It strikes indiscriminately. It has no boundaries. Many of the world’s best golfers have felt its wrath. Some have never recovered.
It is of course…
Word of the week: Yips
It was a monthly medal and, standing on the 16th tee, I was five under my handicap.
This was it. I was finally going to grab a big one. I striped a driver down the fairway and then hit a 7-iron right into the heart of the green.
From 20 feet away, I cosied it up to about two-and-a-half feet and couldn’t resist a little smirk. Another hole safely negotiated.
I got behind the ball to perform the simple task of popping it into the hole and something strange happened. I felt a sudden tension in my arms.
As I drew the putter head back for this relative tap-in, my hand jerked violently. Step away, compose yourself, make the putt.
Call it what you like – a jitter, a stagger, a twitch – the stroke was a sorry one and never looked like making the hole.
I had suffered a case of the yips. Now one of the only good things about being a bang average golfer, and a worse putter, is that I’m hardly ever in contention to see this happen again.
But, for some, it’s a career wrecker.
Dictionary definition: Extreme nervousness causing a golfer to miss easy putts
What this means: It’s considered to be a ‘loss of fine motor skills’ and often strikes experienced athletes – with bundles of experience and battle scars to match.
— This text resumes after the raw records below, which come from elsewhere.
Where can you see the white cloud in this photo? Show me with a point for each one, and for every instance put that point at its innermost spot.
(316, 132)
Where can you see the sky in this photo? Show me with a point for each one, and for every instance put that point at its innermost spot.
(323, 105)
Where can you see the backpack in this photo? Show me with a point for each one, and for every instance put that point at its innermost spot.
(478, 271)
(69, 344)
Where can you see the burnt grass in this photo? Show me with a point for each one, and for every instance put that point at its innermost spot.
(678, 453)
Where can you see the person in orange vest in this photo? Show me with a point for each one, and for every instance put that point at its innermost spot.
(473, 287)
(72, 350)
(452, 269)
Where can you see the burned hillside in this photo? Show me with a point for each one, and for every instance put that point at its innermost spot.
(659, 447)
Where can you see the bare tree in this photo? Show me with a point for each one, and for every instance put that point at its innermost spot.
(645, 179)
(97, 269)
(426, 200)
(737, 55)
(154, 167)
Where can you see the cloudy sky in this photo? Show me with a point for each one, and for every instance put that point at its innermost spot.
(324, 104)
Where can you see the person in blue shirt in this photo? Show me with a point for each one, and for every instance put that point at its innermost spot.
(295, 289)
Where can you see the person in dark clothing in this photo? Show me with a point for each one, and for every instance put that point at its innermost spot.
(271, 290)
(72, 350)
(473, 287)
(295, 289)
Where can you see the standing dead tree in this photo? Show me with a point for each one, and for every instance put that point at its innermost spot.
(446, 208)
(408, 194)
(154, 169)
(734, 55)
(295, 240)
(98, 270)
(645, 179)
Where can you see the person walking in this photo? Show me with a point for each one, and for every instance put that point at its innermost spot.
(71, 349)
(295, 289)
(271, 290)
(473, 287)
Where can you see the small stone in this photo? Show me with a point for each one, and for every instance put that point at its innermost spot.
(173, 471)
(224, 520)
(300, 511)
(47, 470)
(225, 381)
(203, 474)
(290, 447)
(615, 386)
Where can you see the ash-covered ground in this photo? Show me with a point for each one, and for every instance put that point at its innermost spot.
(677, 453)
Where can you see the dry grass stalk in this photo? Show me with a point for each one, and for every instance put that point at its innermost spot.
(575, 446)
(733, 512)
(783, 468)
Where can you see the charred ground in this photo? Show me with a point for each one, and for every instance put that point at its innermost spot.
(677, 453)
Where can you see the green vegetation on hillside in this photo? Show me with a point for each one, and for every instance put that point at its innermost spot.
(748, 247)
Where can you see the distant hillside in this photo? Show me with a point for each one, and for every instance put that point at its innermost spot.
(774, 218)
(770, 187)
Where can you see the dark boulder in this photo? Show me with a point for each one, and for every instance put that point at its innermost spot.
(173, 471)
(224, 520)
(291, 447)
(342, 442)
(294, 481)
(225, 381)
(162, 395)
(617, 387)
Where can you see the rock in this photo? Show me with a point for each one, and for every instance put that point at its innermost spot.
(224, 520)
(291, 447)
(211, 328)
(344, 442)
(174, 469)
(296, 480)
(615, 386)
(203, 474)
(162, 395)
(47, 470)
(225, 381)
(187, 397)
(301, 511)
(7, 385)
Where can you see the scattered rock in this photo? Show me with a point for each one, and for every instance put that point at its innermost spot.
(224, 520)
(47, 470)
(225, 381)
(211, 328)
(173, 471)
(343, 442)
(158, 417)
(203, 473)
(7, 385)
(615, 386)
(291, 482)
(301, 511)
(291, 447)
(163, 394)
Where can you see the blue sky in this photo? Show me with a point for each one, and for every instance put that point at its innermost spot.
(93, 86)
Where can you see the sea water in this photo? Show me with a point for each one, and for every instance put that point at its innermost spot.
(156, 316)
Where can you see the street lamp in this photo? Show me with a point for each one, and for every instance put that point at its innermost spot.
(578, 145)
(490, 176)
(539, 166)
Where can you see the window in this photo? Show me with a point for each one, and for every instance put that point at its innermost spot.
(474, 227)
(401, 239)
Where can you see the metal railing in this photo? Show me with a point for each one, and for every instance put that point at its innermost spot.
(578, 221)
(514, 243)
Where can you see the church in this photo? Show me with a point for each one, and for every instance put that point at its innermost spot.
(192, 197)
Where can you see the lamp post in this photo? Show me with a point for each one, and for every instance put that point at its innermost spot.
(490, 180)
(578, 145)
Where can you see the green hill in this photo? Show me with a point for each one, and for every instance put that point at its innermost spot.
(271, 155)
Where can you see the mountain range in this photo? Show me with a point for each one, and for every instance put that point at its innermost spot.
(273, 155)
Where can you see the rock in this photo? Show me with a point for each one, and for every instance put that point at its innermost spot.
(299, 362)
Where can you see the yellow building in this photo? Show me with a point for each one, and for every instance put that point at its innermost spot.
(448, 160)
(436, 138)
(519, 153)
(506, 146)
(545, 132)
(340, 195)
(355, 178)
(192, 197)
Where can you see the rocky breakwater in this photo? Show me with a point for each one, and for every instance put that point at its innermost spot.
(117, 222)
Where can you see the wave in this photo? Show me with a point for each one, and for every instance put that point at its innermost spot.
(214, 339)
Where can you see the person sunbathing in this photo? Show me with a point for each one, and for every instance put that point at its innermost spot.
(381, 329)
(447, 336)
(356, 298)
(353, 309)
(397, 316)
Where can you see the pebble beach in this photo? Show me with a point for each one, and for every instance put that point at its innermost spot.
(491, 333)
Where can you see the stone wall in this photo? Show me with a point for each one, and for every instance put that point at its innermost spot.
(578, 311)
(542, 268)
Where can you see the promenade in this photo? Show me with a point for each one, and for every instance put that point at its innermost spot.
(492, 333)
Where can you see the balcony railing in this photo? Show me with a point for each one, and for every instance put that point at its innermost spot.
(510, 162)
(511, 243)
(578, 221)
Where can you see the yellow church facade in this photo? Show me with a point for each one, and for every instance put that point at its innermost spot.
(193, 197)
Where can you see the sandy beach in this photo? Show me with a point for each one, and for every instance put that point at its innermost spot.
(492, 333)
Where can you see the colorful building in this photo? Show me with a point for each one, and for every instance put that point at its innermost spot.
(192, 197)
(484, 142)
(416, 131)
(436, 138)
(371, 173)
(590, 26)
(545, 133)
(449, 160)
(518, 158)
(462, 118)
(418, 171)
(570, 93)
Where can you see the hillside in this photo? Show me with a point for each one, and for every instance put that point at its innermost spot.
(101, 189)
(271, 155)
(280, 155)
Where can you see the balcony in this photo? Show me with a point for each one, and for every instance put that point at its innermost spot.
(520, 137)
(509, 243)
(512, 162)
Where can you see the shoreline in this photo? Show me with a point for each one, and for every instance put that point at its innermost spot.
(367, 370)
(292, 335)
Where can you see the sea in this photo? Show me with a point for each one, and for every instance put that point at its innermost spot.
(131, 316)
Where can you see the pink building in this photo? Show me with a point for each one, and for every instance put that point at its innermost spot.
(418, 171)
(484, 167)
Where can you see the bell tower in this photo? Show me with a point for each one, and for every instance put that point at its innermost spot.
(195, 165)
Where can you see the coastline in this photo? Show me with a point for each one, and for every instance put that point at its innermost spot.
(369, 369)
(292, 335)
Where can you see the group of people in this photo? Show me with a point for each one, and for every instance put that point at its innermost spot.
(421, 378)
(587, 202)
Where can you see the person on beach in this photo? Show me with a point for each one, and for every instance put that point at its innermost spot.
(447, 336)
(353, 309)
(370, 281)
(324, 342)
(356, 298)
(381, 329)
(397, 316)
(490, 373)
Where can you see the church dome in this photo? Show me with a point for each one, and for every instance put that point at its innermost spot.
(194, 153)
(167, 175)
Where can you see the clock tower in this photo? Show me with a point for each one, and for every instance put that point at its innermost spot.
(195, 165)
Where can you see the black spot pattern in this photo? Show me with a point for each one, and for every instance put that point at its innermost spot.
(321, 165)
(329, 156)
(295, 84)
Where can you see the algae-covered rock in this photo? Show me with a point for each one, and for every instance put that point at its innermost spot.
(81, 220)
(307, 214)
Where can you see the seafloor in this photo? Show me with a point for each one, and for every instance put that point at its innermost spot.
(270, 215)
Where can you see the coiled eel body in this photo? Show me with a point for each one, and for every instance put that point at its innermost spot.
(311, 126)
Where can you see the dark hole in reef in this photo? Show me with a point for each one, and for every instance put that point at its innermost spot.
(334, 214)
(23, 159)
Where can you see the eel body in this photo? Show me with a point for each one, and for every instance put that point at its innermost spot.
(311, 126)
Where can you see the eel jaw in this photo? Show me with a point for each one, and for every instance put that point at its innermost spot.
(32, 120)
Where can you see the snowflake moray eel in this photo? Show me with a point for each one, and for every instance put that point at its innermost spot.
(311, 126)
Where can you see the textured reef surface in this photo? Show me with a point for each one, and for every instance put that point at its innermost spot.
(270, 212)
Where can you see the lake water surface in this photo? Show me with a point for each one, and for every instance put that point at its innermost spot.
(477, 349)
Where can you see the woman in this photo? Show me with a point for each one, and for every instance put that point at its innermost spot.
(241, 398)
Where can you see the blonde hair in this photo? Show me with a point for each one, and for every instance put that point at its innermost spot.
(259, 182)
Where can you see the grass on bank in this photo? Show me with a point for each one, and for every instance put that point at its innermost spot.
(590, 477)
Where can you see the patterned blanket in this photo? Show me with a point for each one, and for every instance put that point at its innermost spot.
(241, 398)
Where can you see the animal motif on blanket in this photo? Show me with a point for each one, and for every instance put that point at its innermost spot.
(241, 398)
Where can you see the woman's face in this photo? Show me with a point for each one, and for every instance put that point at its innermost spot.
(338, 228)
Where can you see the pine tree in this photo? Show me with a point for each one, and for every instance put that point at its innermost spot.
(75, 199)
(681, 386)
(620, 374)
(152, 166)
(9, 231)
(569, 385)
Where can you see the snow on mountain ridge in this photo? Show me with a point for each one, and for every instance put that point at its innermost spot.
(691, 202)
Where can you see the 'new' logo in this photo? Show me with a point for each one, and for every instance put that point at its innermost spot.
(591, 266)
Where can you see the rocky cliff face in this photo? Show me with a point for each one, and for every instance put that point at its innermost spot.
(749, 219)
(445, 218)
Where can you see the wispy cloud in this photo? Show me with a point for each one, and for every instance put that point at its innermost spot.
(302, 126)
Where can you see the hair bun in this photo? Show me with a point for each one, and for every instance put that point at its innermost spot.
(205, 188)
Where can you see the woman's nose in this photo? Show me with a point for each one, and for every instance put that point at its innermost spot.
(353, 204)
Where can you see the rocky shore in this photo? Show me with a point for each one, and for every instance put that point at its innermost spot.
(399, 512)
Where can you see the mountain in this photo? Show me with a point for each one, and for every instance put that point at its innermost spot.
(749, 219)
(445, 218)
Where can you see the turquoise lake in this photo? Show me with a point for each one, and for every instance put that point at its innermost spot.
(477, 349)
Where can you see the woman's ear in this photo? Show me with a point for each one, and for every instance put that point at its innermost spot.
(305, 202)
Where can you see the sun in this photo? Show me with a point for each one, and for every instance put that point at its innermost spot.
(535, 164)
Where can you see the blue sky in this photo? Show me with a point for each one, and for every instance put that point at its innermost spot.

The exact cause is hard to put a finger on but that brilliant resource, otherwise known as the internet, suggests it may result from ‘biochemical changes in the brain that accompany ageing’.
Focal dsytonia, a neurological condition that affects a group of muscles in a specific part of the body, has also been suggested as another possibility.
While it’s primarily associated with golf, and specifically putting, it also shows its face in a number of other sports – cricket, baseball, darts or any that require precise hand to eye co-ordination.
The casualty list is extensive.
A quick flick through Bernhard Langer’s career on Youtube will see how many different putting strokes the German has endured down the years as he battles to beat this sickness. His trophy cabinet is a mark of his defiance.
Ben Hogan, Padraig Harrington, Sam Snead – all have suffered similar torment.
Even Tiger Woods has not been immune.
The 14-time Major winner was judged to have the chipping yips after sculling and blading a procession of short shorts in Phoenix last year.
Origins: Tricky one, this. Tommy Armour is thought to have brought the term into the general lexicon.
The legendary teacher was once a stellar champion until the yips forced him to abandon tournament golf.